En vez de convertirme en un hombre poderoso o dueño de grandes empresas de vanguardia me concentré en el modesto vicio que Elisa Miller me proporcionaba como una vendedora de crack en el parque poco iluminado de una esquina. Las putas podrían darle menos vueltas que yo a un asunto como el que me ocupa en estos momentos y resolverían el famoso misterio haciendo una mueca de aburrimiento. Ay, el bostezo de las putas. Ay, la sabiduría de las putas. Pero ellas no saben nada de lo que significa ser una puta, ellas no saben porque no pueden ser al mismo tiempo putas y expertas en putas. Ser expertas en algo las rebajaría varios grados en la escala de la vida: ¿para qué ser experto cuando es posible tan sólo ser?

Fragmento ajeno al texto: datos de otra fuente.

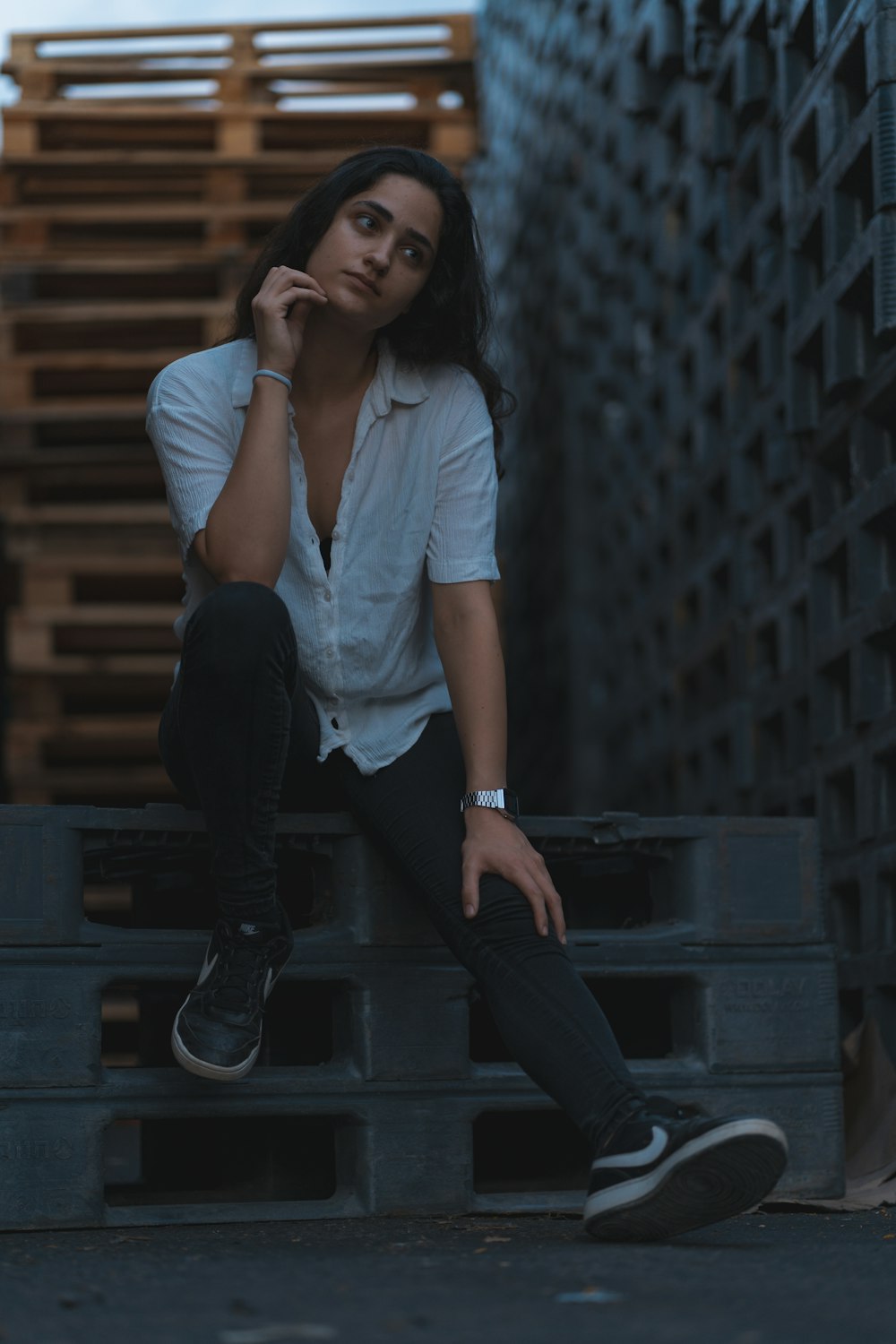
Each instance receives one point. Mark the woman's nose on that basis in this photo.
(378, 257)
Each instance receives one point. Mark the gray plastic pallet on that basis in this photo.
(680, 881)
(408, 1018)
(73, 1160)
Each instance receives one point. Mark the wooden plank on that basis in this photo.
(59, 581)
(50, 695)
(24, 45)
(108, 788)
(93, 637)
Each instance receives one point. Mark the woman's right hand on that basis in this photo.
(280, 311)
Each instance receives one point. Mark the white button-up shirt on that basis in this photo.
(418, 504)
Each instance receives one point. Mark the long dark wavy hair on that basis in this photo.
(450, 319)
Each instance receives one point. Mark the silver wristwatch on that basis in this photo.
(504, 800)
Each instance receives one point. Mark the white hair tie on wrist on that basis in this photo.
(271, 373)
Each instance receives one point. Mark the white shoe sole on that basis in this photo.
(220, 1073)
(719, 1175)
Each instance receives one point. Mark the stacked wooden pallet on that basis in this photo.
(142, 169)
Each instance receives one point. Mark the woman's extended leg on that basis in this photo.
(548, 1018)
(659, 1168)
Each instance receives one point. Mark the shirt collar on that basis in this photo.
(395, 379)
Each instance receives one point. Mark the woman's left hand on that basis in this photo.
(495, 844)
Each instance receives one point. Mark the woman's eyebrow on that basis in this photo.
(390, 218)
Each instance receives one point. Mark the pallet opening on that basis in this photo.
(642, 1013)
(528, 1150)
(608, 892)
(234, 1159)
(158, 881)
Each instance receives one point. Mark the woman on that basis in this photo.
(331, 473)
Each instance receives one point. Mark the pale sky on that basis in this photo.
(72, 15)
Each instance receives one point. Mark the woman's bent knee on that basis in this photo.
(241, 623)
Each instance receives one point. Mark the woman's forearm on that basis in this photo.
(466, 634)
(247, 530)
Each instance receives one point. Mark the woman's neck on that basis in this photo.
(335, 365)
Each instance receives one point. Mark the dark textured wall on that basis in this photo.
(691, 217)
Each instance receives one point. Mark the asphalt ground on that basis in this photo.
(761, 1279)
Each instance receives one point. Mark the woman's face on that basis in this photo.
(386, 236)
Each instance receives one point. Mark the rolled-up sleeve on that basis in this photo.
(461, 543)
(193, 435)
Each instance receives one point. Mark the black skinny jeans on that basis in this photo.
(239, 739)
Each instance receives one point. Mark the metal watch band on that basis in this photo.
(503, 798)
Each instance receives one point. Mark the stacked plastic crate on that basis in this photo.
(140, 172)
(840, 195)
(711, 247)
(383, 1085)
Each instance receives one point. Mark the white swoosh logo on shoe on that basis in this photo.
(207, 969)
(641, 1159)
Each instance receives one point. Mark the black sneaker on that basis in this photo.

Elisa ha venido a la vida como la gracia, el obsequio que un dios honrado y despilfarrador me ha concedido para no seguir considerando esta vida un reducto de porquería, un pantano de excremento en el que sobresalen las tetas y los cerebros de un sinnúmero de morones desgraciados. Y, sin embargo, ella se ha marchado de nuestra casa y el mundo ha vuelto a tomar sus dimensiones reales. Sin ella los árboles dejan incluso de ser mis amigos. Señores árboles: chinguen a su madre. Es posible que mi Elisa se haya convertido, ni más ni menos, en una piruja de verdad, como la mustia Severine en la película de Luis Buñuel; o como Nora, la mujer leopardo en aquella breve novela de Alberto Moravia. Es así y debido a que me sería imposible vivir tranquilo ante tales sospechas he recurrido a un detective que me dirá la verdad del asunto, se aproximará a la cosa en sí y hará un reporte: ¡un detective! ¡Y un reporte! Un reporte es necesario en este caso, los hombres necesitamos un reporte que nos confirme la pirujería. Le he pedido a Riquelme que utilice una vieja máquina de escribir a la hora de dar cuenta de este reporte, de modo que la pesquisa tenga un aroma a vieja novela de detectives. Nada de ordenadores o nueva tecnología para espiar a una persona, ¿somos acaso animales? He contratado a un detective y estoy a punto de sufrir un espasmo de risa, un detective, Riquelme se apellida y es un ser que va a resolver todas las dudas que no lograron disipar en su momento las magnas y extensas obras de Schopenhauer.